Unternehmen / Ausland

Pfizer und Mylan planen Generika-Firma

Die Sparte für patentfreie Produkte und Generika von Pfizer und Mylan sollen zusammengeführt werden.

(Reuters) Die US-Pharmakonzerne Pfizer (PFE 34.65 0.49%) und Mylan und wollen ein gemeinsames Unternehmen für Nachahmermedikamente schmieden. Dazu sollten Mylan und die Sparte für patentfreie Produkte und Generika von Pfizer zusammengeführt werden, teilte Mylan am Montag mit.
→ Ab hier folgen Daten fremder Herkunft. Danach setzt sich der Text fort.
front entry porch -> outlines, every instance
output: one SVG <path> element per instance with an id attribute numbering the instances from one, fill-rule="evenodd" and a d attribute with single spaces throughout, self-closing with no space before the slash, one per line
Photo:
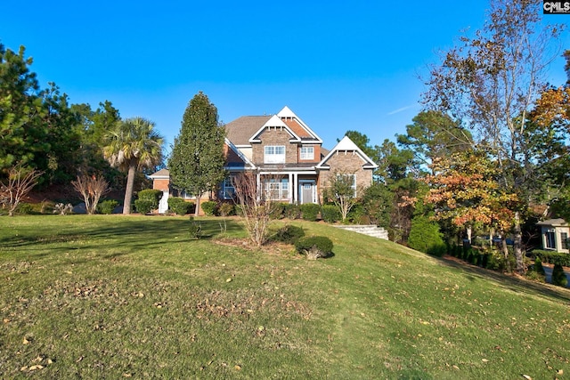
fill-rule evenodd
<path id="1" fill-rule="evenodd" d="M 318 203 L 317 177 L 297 172 L 270 173 L 257 174 L 257 186 L 263 186 L 264 191 L 273 200 L 304 204 Z"/>

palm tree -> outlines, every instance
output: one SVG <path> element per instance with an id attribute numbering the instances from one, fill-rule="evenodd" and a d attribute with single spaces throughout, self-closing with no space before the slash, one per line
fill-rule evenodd
<path id="1" fill-rule="evenodd" d="M 131 198 L 134 174 L 143 167 L 151 167 L 162 160 L 164 138 L 155 130 L 154 122 L 144 117 L 119 121 L 107 138 L 103 148 L 105 158 L 111 166 L 126 171 L 126 189 L 123 214 L 131 214 Z"/>

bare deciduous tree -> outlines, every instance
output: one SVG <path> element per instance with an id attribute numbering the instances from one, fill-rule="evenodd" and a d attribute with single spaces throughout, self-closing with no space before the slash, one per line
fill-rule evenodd
<path id="1" fill-rule="evenodd" d="M 110 189 L 109 182 L 102 176 L 77 175 L 77 181 L 71 181 L 73 188 L 83 197 L 87 214 L 95 214 L 99 199 L 107 194 Z"/>
<path id="2" fill-rule="evenodd" d="M 10 168 L 8 178 L 0 182 L 0 203 L 8 208 L 9 216 L 13 216 L 20 202 L 37 184 L 37 179 L 43 174 L 21 164 Z"/>
<path id="3" fill-rule="evenodd" d="M 355 181 L 355 176 L 352 173 L 333 173 L 325 190 L 325 198 L 338 207 L 343 222 L 358 202 Z"/>
<path id="4" fill-rule="evenodd" d="M 254 246 L 261 247 L 267 239 L 273 206 L 270 188 L 257 183 L 257 175 L 254 172 L 242 173 L 233 177 L 233 187 L 236 203 L 241 208 L 249 239 Z"/>
<path id="5" fill-rule="evenodd" d="M 542 26 L 538 0 L 492 2 L 489 20 L 462 46 L 444 52 L 430 70 L 424 103 L 461 120 L 473 132 L 474 145 L 497 163 L 497 176 L 522 201 L 513 208 L 517 271 L 525 271 L 521 224 L 530 202 L 533 158 L 525 140 L 528 112 L 544 88 L 549 49 L 560 26 Z"/>

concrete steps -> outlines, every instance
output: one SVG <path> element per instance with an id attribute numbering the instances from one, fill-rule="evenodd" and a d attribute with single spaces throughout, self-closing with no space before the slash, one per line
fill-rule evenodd
<path id="1" fill-rule="evenodd" d="M 335 227 L 362 233 L 362 235 L 371 236 L 373 238 L 383 239 L 385 240 L 388 239 L 388 231 L 384 230 L 382 227 L 378 227 L 373 224 L 340 224 L 335 225 Z"/>

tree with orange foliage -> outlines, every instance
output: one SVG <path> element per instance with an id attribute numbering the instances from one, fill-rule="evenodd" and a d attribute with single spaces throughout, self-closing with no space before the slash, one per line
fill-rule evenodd
<path id="1" fill-rule="evenodd" d="M 505 235 L 513 226 L 518 199 L 501 186 L 496 163 L 483 151 L 468 150 L 435 159 L 431 169 L 433 174 L 423 180 L 430 187 L 425 201 L 435 206 L 436 219 L 468 230 L 481 227 L 490 236 L 500 231 L 507 257 Z"/>

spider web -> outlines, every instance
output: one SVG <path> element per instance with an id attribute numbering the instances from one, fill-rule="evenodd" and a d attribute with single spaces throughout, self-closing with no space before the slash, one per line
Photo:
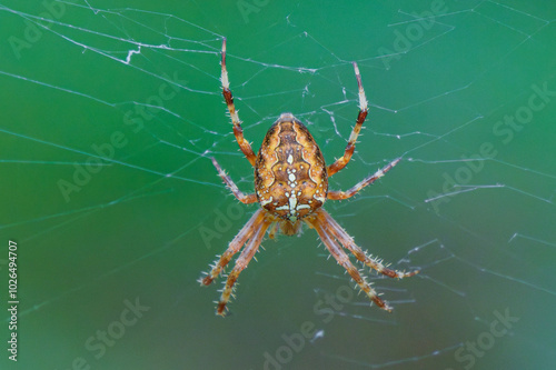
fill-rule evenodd
<path id="1" fill-rule="evenodd" d="M 6 361 L 550 369 L 555 14 L 540 1 L 2 1 L 0 242 L 19 244 L 26 348 Z M 374 256 L 421 271 L 371 274 L 395 313 L 369 308 L 305 230 L 265 240 L 230 317 L 214 317 L 218 292 L 196 279 L 256 210 L 209 160 L 252 191 L 219 90 L 222 37 L 255 150 L 290 111 L 328 163 L 341 156 L 358 62 L 369 117 L 330 188 L 403 160 L 325 208 Z"/>

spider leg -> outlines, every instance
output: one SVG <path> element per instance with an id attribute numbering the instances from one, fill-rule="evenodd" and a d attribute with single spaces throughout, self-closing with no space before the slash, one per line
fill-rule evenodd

Nach der Vereinbarung sollten Pfizer-Aktionäre künftig 57% und Mylan-Aktionäre 43% der neuen Firma halten.

Pfizer-Chef Albert Bourla nannte den Deal einen wichtigen Meilenstein zur Entwicklung des Konzerns zu «einem globalen Marktführer für wissenschaftlich fundierte, innovative Medikamente.» Zudem schaffe er Mehrwert für die Aktionäre.
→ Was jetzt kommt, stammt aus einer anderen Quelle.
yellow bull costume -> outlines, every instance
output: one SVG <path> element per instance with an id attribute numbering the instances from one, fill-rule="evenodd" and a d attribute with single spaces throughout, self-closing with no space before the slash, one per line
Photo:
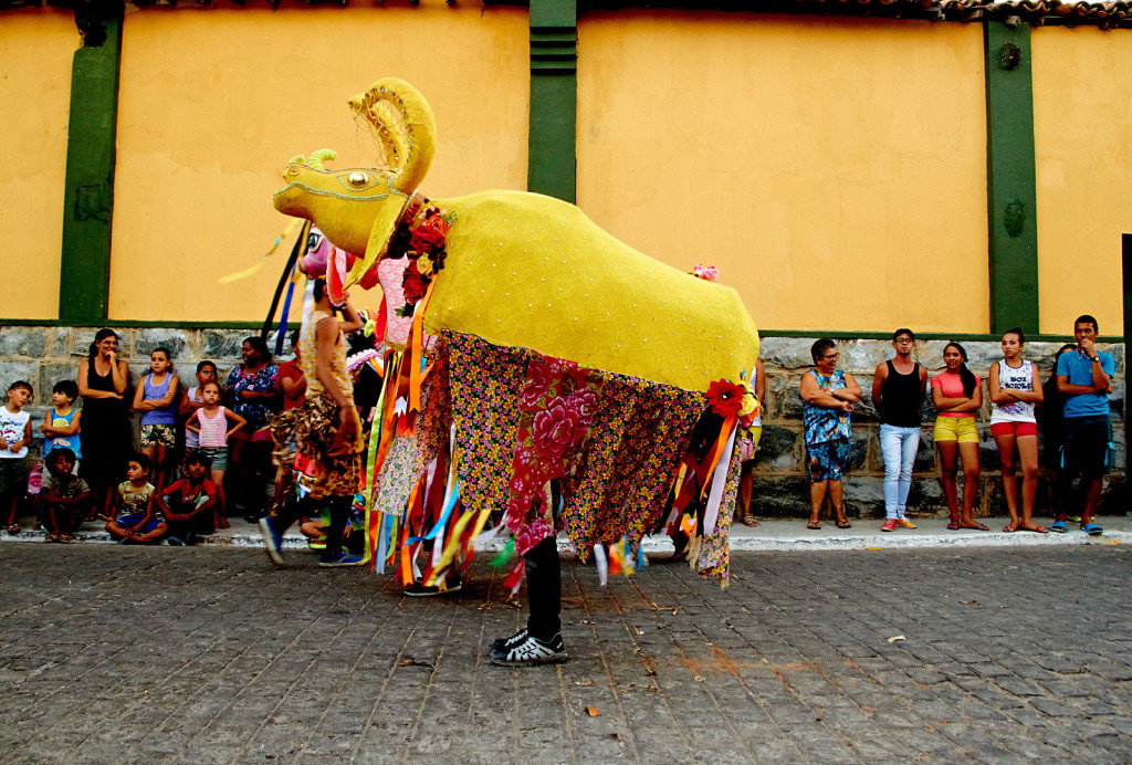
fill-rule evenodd
<path id="1" fill-rule="evenodd" d="M 376 505 L 402 517 L 371 528 L 376 560 L 400 558 L 411 581 L 414 545 L 431 540 L 423 577 L 437 581 L 466 565 L 474 535 L 505 508 L 520 552 L 557 527 L 583 560 L 598 543 L 636 557 L 643 534 L 674 530 L 683 513 L 695 521 L 693 568 L 726 583 L 731 446 L 739 399 L 743 413 L 752 409 L 741 380 L 758 355 L 738 294 L 634 250 L 551 197 L 424 199 L 436 145 L 424 97 L 387 78 L 350 108 L 377 135 L 387 169 L 329 170 L 328 151 L 295 157 L 274 201 L 359 255 L 345 286 L 389 258 L 406 258 L 406 294 L 418 273 L 428 282 L 405 307 L 413 333 L 404 363 L 387 367 L 371 435 L 375 492 L 396 498 Z M 405 244 L 406 231 L 415 243 L 436 216 L 443 244 L 429 259 Z"/>

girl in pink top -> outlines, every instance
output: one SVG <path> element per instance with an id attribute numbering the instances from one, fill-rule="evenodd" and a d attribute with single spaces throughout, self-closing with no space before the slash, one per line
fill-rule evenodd
<path id="1" fill-rule="evenodd" d="M 224 509 L 224 471 L 228 470 L 228 439 L 235 431 L 248 424 L 248 421 L 226 406 L 220 405 L 220 384 L 208 380 L 200 386 L 200 396 L 205 405 L 195 410 L 185 423 L 186 430 L 191 430 L 200 438 L 200 454 L 208 458 L 212 469 L 212 482 L 216 484 L 216 525 L 226 517 Z M 229 428 L 228 423 L 232 422 Z"/>

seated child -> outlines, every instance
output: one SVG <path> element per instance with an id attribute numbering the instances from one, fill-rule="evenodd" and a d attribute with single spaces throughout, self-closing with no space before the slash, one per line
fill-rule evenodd
<path id="1" fill-rule="evenodd" d="M 154 544 L 169 531 L 165 518 L 154 507 L 154 488 L 149 483 L 153 463 L 144 454 L 130 457 L 126 481 L 110 492 L 106 524 L 110 535 L 123 543 Z"/>
<path id="2" fill-rule="evenodd" d="M 66 446 L 54 449 L 45 461 L 48 475 L 40 488 L 43 519 L 48 526 L 44 542 L 70 542 L 71 534 L 83 525 L 94 492 L 86 481 L 74 474 L 75 453 Z"/>
<path id="3" fill-rule="evenodd" d="M 169 523 L 169 543 L 192 544 L 197 534 L 216 531 L 216 484 L 205 475 L 211 465 L 198 452 L 185 463 L 185 478 L 157 495 L 156 506 Z"/>

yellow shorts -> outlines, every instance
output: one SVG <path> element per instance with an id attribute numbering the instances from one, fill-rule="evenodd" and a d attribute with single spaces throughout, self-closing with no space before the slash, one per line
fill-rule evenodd
<path id="1" fill-rule="evenodd" d="M 935 431 L 933 432 L 936 442 L 959 441 L 960 444 L 978 444 L 979 428 L 975 424 L 975 418 L 942 418 L 935 419 Z"/>

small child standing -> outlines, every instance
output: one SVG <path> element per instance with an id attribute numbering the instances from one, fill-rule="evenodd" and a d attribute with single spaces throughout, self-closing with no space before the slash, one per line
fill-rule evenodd
<path id="1" fill-rule="evenodd" d="M 27 490 L 24 457 L 32 442 L 32 415 L 23 411 L 32 399 L 32 384 L 17 380 L 8 388 L 8 403 L 0 407 L 0 507 L 8 510 L 8 533 L 19 533 L 16 510 Z"/>
<path id="2" fill-rule="evenodd" d="M 70 542 L 71 534 L 87 516 L 87 507 L 94 505 L 91 487 L 74 474 L 75 462 L 75 453 L 66 446 L 55 448 L 44 459 L 48 475 L 40 489 L 43 519 L 48 526 L 44 542 Z"/>
<path id="3" fill-rule="evenodd" d="M 78 398 L 78 384 L 75 380 L 59 380 L 51 389 L 51 409 L 44 418 L 40 430 L 43 431 L 43 462 L 55 449 L 70 449 L 75 469 L 83 458 L 83 439 L 79 435 L 79 420 L 83 413 L 75 409 Z"/>
<path id="4" fill-rule="evenodd" d="M 216 380 L 201 382 L 200 393 L 205 399 L 204 406 L 189 415 L 185 429 L 197 433 L 200 444 L 198 454 L 204 455 L 211 465 L 212 482 L 220 491 L 215 509 L 216 525 L 223 528 L 226 526 L 228 514 L 224 508 L 224 490 L 220 487 L 224 485 L 224 471 L 228 470 L 228 439 L 248 424 L 248 421 L 220 405 L 220 384 Z M 229 421 L 234 423 L 231 429 L 228 427 Z M 186 462 L 187 469 L 188 462 Z"/>
<path id="5" fill-rule="evenodd" d="M 142 412 L 142 454 L 153 464 L 157 489 L 165 485 L 165 455 L 177 446 L 177 376 L 169 349 L 154 349 L 149 369 L 134 393 L 134 411 Z"/>
<path id="6" fill-rule="evenodd" d="M 185 463 L 185 478 L 155 495 L 155 504 L 169 523 L 169 543 L 174 547 L 192 544 L 197 535 L 216 531 L 216 484 L 205 478 L 209 464 L 201 452 Z"/>
<path id="7" fill-rule="evenodd" d="M 169 531 L 161 510 L 153 506 L 151 466 L 149 457 L 134 455 L 126 469 L 127 480 L 110 491 L 106 515 L 112 521 L 106 524 L 106 531 L 119 542 L 152 544 Z"/>
<path id="8" fill-rule="evenodd" d="M 185 396 L 181 398 L 180 414 L 185 419 L 185 422 L 192 418 L 192 413 L 205 405 L 205 397 L 200 393 L 201 386 L 205 382 L 216 381 L 216 364 L 211 361 L 201 361 L 197 364 L 197 384 L 185 392 Z M 185 429 L 185 461 L 181 462 L 181 466 L 188 462 L 189 457 L 200 448 L 200 435 L 195 430 Z"/>

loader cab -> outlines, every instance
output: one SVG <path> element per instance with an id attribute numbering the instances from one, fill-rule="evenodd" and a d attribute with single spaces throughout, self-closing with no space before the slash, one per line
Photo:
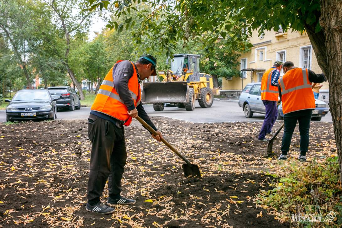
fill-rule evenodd
<path id="1" fill-rule="evenodd" d="M 189 73 L 189 70 L 192 70 Z M 186 81 L 198 81 L 199 78 L 199 55 L 189 54 L 176 54 L 171 62 L 171 70 L 179 77 L 186 75 Z"/>

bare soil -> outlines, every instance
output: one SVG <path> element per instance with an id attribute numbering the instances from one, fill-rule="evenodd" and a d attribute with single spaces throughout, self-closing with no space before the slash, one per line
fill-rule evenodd
<path id="1" fill-rule="evenodd" d="M 276 159 L 263 157 L 267 145 L 255 138 L 262 123 L 152 119 L 170 143 L 199 165 L 202 176 L 184 177 L 182 161 L 134 122 L 125 128 L 122 195 L 137 202 L 118 206 L 109 215 L 85 210 L 90 150 L 85 120 L 0 125 L 0 227 L 289 226 L 254 202 L 260 190 L 274 188 L 273 178 L 265 173 L 281 171 Z M 312 123 L 309 161 L 336 154 L 331 124 Z M 289 162 L 299 153 L 296 131 Z M 275 153 L 282 136 L 274 144 Z M 107 194 L 105 190 L 103 202 Z"/>

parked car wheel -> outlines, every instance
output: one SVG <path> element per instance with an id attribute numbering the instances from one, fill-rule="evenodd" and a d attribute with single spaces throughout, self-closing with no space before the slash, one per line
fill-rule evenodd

An der Börse sorgten die Nachrichten bei Mylan für einen Kurssprung: Im vorbörslichen US-Geschäft notierten die Titel gut 22% auf 22,55 $. Die Papiere des Viagra-Herstellers bewegten sich dagegen kaum.

Pfizer-Chef Bourla äußerte sich zudem zufrieden über die Entwicklung des zweiten Quartals. Bei einem Umsatzrückgang um 1,5% auf 13,2 Mrd. $, schnellte das Nettoergebnis um 30% auf 5,05 Mrd. $. Als Grund für den Gewinnzuwachs nannte der Vorstand die hohe Nachfrage nach dem Krebsmittel Ibrance, dem Gerinnungshemmer Eliquis und dem Rheumamittel Xeljanz.